Pada tahun 1980-an tinju merupakan olahraga yang sangat populer di samping sepak bola dan tenis. Setiap ada pertandingan tinju kelas dunia, seluruh televisi seperti berebut menyiarkannya. Tidak peduli harus keluar biaya yang sangat besar. Demi kesenangan, semua cara halal.

            Bagi sebagian orang, pemuasan semacam itu sangat berlebihan, terutama kalau dikaitkan dengan kenyataan bahwa kepuasan itu datang dari keasyikan menyaksikan pembantaian manusia atas manusia lain. Di antara orang yang tidak setuju dengan tinju adalah Taufiq Ismail. Karena tidak setuju, Taufiq Ismail protes, bahkan mengritik dengan keras. Protes dan kritik tajam itu dimuat dalam surat kabar Kompas dan Suara Pembaruan.

            Kita bisa menduga, apa alasan Taufiq Ismail mengirim sajak itu dalam bentuk surat pembaca. Pertama, “surat pembaca” adalah salah satu rubrik yang digemari pembaca. Kedua, kalau surat pembaca yang berbentuk biasa saja menarik perhatian banyak orang, apalagi kalau ditulis dalam bentuk sajak.
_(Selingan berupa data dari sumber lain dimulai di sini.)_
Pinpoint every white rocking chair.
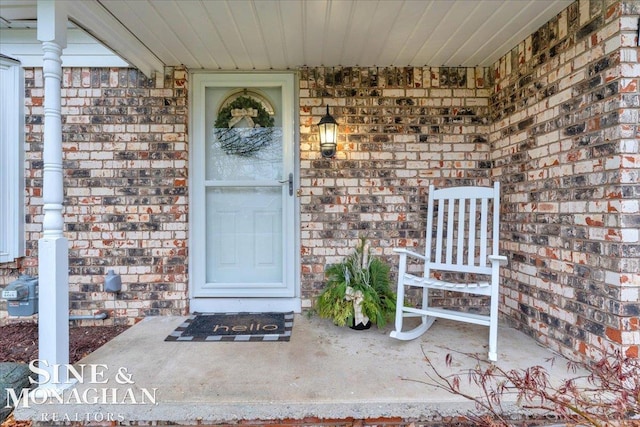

            Setidaknya ada sekian sajak tinju yang ditulis Taufiq Ismail. Sajak itu adalah “Lonceng Tinju” (Kompas, 28 Februari 1987), “Memuja Kepalan, Menghina Kepala” (Kompas, 3 September 1988), “Lupa Aku Nomor Teleponnya” (Kompas, 26 Februari 1989), “Wahab Bahari, Tak Tahan Aku Melihat Sinat Matamu” (Suara Pembaruan, 24 Februari 1989), “Abad Ini, dari Satu Sisi Lumayan Juga Biadabnya” (Kompas, 11 Juni 1989), dan “Jangan Memukul Kepala” (Kompas, 28 Januari 1990). Dalam karangan kecil ini hanya akan dibicarakan tiga sajak, yaitu “Lonceng Tinju”, “Memuja Kepalan, Menghina Kepala”, dan “Abad Ini, dari Satu Sisi Lumayan Juga Biadabnya”....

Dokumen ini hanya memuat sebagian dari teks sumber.